Wait a minute—it’s actually Ron and Bonnie Moritz’s work room, and it’s inhabited by Pixie Dust Creations.
According to Chelsea Zuege, one of the original pixies, Pixie Dust Creations is a nickname at present, as it is not an official business yet.
She and her extended family are busy filling orders for unique door signs. Busy means every available minute not spent working, sleeping or attending children’s events.
When Chelsea, her sister Jill Fiedler of Imperial and sister Darcie Boman of Clay Center went to craft shows, they would see something and exclaim “We can do that.”
Boman took that a step further when she purchased several door signs. Ron Moritz studied them, refined them and “made about 20 before I even knew it,” Zuege commented.

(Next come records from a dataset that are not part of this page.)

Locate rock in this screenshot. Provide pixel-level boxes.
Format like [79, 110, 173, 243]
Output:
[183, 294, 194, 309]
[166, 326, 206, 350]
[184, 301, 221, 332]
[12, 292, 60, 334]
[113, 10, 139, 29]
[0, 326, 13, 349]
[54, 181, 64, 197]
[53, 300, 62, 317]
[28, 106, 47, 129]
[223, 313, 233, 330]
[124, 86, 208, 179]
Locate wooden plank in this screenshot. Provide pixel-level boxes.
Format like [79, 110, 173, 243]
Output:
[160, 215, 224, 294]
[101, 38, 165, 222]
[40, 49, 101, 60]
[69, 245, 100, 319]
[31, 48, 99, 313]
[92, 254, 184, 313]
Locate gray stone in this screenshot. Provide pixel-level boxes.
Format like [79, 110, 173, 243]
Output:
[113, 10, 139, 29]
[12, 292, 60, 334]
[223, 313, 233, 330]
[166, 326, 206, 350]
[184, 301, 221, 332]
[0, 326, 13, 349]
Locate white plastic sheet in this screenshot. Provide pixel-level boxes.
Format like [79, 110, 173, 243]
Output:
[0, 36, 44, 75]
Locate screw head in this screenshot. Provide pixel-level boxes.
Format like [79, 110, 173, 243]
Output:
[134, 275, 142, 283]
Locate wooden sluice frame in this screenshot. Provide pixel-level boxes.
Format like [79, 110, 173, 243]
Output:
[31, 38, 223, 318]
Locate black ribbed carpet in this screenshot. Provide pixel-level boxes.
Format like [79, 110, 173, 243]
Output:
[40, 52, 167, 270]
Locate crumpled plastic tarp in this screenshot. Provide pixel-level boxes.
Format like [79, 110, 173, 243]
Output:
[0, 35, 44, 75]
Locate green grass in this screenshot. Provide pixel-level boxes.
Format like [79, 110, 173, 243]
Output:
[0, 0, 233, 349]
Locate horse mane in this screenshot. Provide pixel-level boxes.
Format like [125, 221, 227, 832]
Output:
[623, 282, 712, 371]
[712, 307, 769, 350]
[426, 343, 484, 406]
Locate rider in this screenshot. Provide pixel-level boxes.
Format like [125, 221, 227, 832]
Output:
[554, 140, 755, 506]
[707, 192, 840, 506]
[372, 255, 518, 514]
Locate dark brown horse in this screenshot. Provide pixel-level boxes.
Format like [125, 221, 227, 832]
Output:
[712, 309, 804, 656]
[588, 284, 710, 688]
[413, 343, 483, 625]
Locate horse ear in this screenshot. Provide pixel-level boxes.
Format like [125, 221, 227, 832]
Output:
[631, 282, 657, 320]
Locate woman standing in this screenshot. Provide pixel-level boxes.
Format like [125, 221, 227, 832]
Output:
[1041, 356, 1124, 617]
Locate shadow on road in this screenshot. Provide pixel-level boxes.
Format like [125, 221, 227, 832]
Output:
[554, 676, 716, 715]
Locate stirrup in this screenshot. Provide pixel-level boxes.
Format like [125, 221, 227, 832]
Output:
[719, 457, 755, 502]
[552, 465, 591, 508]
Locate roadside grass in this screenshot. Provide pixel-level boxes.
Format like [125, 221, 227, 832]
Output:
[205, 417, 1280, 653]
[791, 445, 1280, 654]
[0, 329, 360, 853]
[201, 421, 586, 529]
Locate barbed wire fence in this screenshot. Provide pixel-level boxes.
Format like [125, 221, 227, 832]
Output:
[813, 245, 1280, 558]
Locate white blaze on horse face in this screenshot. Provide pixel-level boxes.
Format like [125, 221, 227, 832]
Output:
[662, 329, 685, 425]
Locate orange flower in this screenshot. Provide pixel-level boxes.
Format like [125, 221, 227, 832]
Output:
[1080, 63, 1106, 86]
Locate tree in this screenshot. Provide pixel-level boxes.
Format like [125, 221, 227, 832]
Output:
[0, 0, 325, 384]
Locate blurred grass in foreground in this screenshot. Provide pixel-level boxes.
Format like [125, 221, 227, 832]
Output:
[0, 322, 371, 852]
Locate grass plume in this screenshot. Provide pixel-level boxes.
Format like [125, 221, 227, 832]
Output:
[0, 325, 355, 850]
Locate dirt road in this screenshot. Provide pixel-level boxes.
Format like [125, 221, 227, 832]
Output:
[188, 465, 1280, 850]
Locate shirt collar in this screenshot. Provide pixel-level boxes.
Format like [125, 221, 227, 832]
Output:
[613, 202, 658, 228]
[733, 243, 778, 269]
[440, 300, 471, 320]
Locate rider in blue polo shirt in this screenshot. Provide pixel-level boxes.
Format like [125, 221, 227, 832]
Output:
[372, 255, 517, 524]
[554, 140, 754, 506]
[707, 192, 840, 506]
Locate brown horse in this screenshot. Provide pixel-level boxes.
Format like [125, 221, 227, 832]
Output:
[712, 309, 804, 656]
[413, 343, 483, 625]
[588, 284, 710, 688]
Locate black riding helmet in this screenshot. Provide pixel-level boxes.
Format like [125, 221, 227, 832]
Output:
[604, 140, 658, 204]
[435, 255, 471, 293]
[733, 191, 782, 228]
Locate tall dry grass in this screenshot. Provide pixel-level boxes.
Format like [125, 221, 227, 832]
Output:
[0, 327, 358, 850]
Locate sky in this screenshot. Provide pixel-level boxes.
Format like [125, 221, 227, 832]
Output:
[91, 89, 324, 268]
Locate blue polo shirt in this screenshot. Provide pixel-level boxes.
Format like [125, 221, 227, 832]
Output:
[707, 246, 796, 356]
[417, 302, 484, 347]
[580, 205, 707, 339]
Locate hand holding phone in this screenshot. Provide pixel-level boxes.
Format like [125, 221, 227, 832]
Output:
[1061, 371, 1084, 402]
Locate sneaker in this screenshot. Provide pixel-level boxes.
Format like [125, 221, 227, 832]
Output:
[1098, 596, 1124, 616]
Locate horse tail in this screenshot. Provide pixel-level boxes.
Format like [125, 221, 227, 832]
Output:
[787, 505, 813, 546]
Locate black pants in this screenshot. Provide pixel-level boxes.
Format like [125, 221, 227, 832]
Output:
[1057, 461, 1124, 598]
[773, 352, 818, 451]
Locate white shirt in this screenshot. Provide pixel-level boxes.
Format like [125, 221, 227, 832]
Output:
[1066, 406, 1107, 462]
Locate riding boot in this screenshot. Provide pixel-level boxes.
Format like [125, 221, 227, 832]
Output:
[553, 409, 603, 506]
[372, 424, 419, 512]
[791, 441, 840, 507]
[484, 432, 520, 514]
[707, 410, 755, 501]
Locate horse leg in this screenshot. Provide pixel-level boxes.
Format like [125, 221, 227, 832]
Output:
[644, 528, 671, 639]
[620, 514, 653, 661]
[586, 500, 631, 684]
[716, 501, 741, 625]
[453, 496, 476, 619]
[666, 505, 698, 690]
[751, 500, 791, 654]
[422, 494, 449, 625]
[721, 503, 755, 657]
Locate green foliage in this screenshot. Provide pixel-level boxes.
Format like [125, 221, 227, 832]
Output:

The sisters are planning a sister trip later, needed extra money and decided to make some signs. They posted results on Facebook and “it exploded,” Zuege said.
“It’s more than we ever thought it would be. It’s become an every night thing,” she said.
Zuege, a secondary art teacher at Chase County Schools, said her parents have stepped in during basketball season, when game attendance is required.
There are many variations of cowboy boots, Santas, mittens, Longhorns, angels, trees, baby signs, Nebraska Huskers, crosses, snowflakes, initials and more available. They can be customized, such as a red and white snowflake, or a family name on a cross.
Some of the signs are ones the sisters have seen made before, so they tweak the design.
The cost is between $30-40, depending upon the complexity and customization.
Zuege recommends that people visit her Facebook or stop by the garage to see the signs in person.
People ask how long it takes to make a sign, which is difficult to determine, Zuege said. Jill, Ron, Bonnie, Chelsea, Peyton Fiedler and Ashley Boman (and anyone who spends any time here, Zuege laughed) can work on 15-20 signs per night, but may only finish one.
Zuege explained that each sign needs to be cut out from a pattern, primed, sanded, painted with two coats of paint, painted with details, glittered and tied with a ribbon.
Zuege’s husband Carl, she said, has declared that “the more glitter the better” is the sisters’ signature.
After the glitter is applied a clear coating is spread over the sign. That helps protect it from weather.
However, Zuege said she doesn’t recommend leaving the signs out in bad Nebraska weather. She suggested that signs can also be hung inside the house.
The demand for the signs surprised the sisters. They painted their first one Oct. 27, and by Thanksgiving had delivered 80. As of Sunday they had completed about 100 signs.
Signs ordered after today (Thursday) most likely won’t be completed by Christmas. However, Pixie Dust Creations is offering gift certificates.
“We will try to do something for each holiday,” Zuege said of the future.